The Office of the U.S. Trade Representative (“USTR”) is the federal agency tasked with coordinating and developing U.S. Government policy and priorities related to international trade and investment. In that role, USTR is responsible for negotiating trade agreements, ensuring fair market access for American manufacturers in foreign markets, and overseeing the compliance of our trading partners’ treaty obligations.

Each year, USTR submits a report to Congress – the Special 301 Report – highlighting the countries that present the greatest concerns with respect to IP protection and enforcement, whether due to insufficient statutory protections for trademarks, copyrights, and patents, failures to adequately enforce those rights, or other structural impediments to acquiring or exercising legal rights in those jurisdictions.

Each country included in the Special 301 Report is classified based on the overall severity of the concerns identified by USTR and the level of harm caused to rights-holders by the deficiencies in each country’s legal and enforcement regimes.

Why is it important? How does it actually impact policy / govt resources?

Congress and the Executive Branch use the Special 301 Report, and the input provided by companies like yours, to help determine how resources and policy tools can best be leveraged to resolve the problems identified in each country.

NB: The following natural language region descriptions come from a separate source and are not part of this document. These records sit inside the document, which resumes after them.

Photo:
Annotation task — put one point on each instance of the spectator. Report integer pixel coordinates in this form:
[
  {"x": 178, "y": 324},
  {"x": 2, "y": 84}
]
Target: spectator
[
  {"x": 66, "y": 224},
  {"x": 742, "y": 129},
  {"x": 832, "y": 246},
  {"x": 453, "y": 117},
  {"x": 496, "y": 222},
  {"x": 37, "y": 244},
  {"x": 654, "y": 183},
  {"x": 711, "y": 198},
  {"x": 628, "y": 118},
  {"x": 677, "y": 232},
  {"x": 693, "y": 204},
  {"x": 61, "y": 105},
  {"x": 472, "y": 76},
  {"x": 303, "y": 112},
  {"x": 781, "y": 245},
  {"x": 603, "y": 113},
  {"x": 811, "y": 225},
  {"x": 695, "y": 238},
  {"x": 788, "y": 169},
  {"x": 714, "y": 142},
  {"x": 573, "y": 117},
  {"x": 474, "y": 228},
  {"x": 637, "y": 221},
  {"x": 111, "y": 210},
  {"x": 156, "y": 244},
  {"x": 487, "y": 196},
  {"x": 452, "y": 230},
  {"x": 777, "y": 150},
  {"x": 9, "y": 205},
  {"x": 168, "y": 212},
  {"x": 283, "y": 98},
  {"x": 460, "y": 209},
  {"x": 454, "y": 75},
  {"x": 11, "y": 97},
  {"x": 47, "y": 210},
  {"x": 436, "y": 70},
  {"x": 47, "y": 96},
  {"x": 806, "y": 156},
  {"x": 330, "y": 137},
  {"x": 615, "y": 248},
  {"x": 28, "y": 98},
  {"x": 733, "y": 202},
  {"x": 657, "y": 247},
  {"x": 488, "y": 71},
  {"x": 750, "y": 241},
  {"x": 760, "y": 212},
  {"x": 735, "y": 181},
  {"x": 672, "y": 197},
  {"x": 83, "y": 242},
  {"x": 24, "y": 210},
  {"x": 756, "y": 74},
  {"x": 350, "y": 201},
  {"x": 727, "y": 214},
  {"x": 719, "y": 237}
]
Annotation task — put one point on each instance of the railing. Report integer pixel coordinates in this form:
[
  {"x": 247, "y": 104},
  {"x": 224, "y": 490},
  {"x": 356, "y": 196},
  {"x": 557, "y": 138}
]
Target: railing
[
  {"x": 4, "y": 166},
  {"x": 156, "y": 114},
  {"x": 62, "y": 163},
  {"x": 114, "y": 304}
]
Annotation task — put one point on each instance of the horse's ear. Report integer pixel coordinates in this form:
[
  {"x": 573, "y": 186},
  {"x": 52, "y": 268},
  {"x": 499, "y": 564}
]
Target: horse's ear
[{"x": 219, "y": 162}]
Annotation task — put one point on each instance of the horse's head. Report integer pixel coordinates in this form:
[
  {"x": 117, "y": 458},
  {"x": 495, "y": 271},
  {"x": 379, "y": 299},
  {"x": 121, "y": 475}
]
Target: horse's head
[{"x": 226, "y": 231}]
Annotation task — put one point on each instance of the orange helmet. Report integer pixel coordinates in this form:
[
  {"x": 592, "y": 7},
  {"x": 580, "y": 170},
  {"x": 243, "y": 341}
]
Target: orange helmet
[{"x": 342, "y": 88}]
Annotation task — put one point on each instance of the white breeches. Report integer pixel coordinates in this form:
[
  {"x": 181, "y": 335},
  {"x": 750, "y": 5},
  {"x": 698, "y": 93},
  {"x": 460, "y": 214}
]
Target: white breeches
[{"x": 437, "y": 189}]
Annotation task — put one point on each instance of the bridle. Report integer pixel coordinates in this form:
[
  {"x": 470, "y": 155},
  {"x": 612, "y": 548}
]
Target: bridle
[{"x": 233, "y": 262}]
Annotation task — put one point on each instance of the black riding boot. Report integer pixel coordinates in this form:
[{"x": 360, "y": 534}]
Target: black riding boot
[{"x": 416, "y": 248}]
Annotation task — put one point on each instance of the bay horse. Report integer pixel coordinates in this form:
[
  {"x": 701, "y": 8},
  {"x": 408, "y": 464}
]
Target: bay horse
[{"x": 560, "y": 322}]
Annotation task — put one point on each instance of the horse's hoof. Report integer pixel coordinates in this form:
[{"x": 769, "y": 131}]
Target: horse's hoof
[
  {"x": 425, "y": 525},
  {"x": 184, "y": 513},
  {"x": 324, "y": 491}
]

Feedback provided by rights-holders, along with “on the ground” reports from government personnel stationed at embassies and consulates around the world, helps to identify “hot spots” of IP crime, while highlighting the gaps and deficiencies in other countries’ IP regimes that lie at the root of those problems.

The Special 301 Report is one of the key tools used by the U.S. government to encourage foreign governments to adopt necessary reforms to their IP regimes, and to increase the level of IP protection and enforcement around the world.

Submission Examples:

BAD: “XYZ Country does not do enough criminal enforcement.”

GOOD: “Over the past 12 months, we have noted an x% decrease in the number of market raids / arrests / prosecutions by criminal authorities in XYZ country. 

BAD:  “X Country needs better laws to deter recidivism among counterfeiters.”

GOOD:  “X Country’s statutes provide for a maximum term of imprisonment of 1 year for criminal trademark counterfeiting offenses, and fail to consider evidence of the offender’s sales volume or profits in calculating maximum fines.  Due to a number of factors, custodial sentences are rarely imposed.  Even when successfully prosecuted, violators have little disincentive against resuming their illicit activity, because there is little practical risk that they will face imprisonment, and the monetary penalties imposed are unlikely to exceed the profit derived from their illegal sales.